Another central plank of Freire’s pedagogy is the banking concept which critiqued the ‘act of depositing, in which the students are the depositories and the teacher is the depositor’. Freire proposed the teacher and learner as co-investigators engaged in ‘acts of cognition, not transferral of information’. ‘The teacher is no longer the-one-who-teaches’, suggested Freire, ‘but one who is himself taught in dialogue with the students, who in turn while being taught also teach’. One suspects that Freire would have relished the role of today’s students educating the world on the urgent need for climate action. He would have admired the problem-posing approach adopted by Swedish activist Greta Thunberg and her speaking truth to power that has highlighted the critical importance of language and communication in either immersing learners in silence or empowering them through praxis. In Pedagogy of the Oppressed, Freire reflects on ‘communiqués’ between elites and the masses, warning how the:

“the dominant elites utilise the banking concept to encourage passivity in the oppressed, corresponding with the latter’s ‘submerged’ state of consciousness and take advantage of that passivity to ‘fill’ that consciousness with slogans which create even more fear of freedom”.

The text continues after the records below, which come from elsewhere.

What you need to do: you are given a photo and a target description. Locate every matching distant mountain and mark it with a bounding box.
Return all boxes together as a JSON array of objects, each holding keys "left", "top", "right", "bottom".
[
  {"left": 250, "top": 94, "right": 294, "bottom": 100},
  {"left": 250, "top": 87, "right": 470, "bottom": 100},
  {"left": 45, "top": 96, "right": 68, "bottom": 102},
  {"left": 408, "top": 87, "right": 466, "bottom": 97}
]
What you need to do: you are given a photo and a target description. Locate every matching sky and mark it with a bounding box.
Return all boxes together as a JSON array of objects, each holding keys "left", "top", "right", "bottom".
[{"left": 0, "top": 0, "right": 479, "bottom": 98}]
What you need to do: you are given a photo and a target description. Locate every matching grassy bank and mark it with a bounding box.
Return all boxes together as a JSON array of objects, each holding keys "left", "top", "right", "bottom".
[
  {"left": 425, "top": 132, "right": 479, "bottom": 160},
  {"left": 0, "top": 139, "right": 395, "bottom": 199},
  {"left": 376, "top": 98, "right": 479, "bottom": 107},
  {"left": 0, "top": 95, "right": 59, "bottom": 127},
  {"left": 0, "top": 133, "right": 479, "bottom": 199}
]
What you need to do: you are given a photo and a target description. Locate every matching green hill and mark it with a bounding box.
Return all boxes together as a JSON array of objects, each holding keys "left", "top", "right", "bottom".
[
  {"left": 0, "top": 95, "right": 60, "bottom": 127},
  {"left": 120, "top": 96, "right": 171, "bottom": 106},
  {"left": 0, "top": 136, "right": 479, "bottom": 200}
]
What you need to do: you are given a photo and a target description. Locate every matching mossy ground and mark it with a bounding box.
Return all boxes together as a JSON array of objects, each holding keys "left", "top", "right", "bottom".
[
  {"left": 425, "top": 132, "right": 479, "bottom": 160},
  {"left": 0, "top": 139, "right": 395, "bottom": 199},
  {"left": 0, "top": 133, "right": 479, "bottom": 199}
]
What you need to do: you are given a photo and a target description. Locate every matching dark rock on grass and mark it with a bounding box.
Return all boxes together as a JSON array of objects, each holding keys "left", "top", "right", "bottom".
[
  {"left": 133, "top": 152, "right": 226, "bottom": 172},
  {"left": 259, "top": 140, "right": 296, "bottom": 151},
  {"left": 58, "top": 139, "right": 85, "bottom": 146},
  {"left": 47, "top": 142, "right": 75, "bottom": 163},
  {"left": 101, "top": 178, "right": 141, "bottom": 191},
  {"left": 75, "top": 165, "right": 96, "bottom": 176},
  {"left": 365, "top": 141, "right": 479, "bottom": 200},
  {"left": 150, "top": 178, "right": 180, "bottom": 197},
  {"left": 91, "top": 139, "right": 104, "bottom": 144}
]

Applying this warning to the growing number of nation first populists in power across the world makes one think of slogans such as ‘Make America Great Again’, ‘Let’s Get Brexit Done’, or Nigel Farage’s anti-migrant poster, ‘Breaking Point’, used during the UK referendum debate on membership of the European Union. They reflect the need for ‘critical consciousness’ and ‘critical reflection’ which move learners from ‘a naïve knowledge of reality to a higher level, one which enables them to perceive the causes of reality’. Development education is, therefore, an antidote to ‘fake news’ and the ’othering’ and scapegoating of migrants, refugees and asylum-seekers as the cause of economic inertia.

Freire warns us about the populist leader who ‘coincides causally with the emergence of the oppressed’, adding that:

“The populist leader who rises from this process is an ambiguous being, an ‘amphibian’ who lives in two elements. Shuttling back and forth between the people and the dominant oligarchs, he bears the mark of both groups”.

We don’t have to strain ourselves to find examples of the populist leader today using false communiqués to the masses to gain and retain their support.

Contemporary practice

It would always be a challenge to apply Freire’s radical pedagogy in a neoliberal context given the contracting spaces to debate development issues in formal and informal education and the reduced capacity to deliver DE in the decade following the 2008 global financial crisis. And, yet, Pedagogy of the Oppressed, has lost none of its power and relevance as an empowering text which has successfully attached the importance of education to the wider transformation of society. As Richard Schaull suggests, while Freire’s methodology with illiterate campesinos in Brazil is not to be imitated in our society, it does carry a parallel in the two scenarios:

“Our advanced technological society is rapidly making objects of most of us and subtly programming us into conformity to the logic of its system. To the degree that this happens, we are becoming submerged in a new ‘culture of silence’”.

Wherever the majority of people are disadvantaged, oppressed and submerged by an antagonistic elite, Pedagogy of the Oppressed will be invoked as a powerful riposte for the dignity and empowerment of the masses. It is already the third most cited book in social sciences which suggests that it continues to wield enormous influence on research and educational practice across the world.

Freire, Paulo (2017, [1970]) Pedagogy of the Oppressed, London and New York: Penguin Books.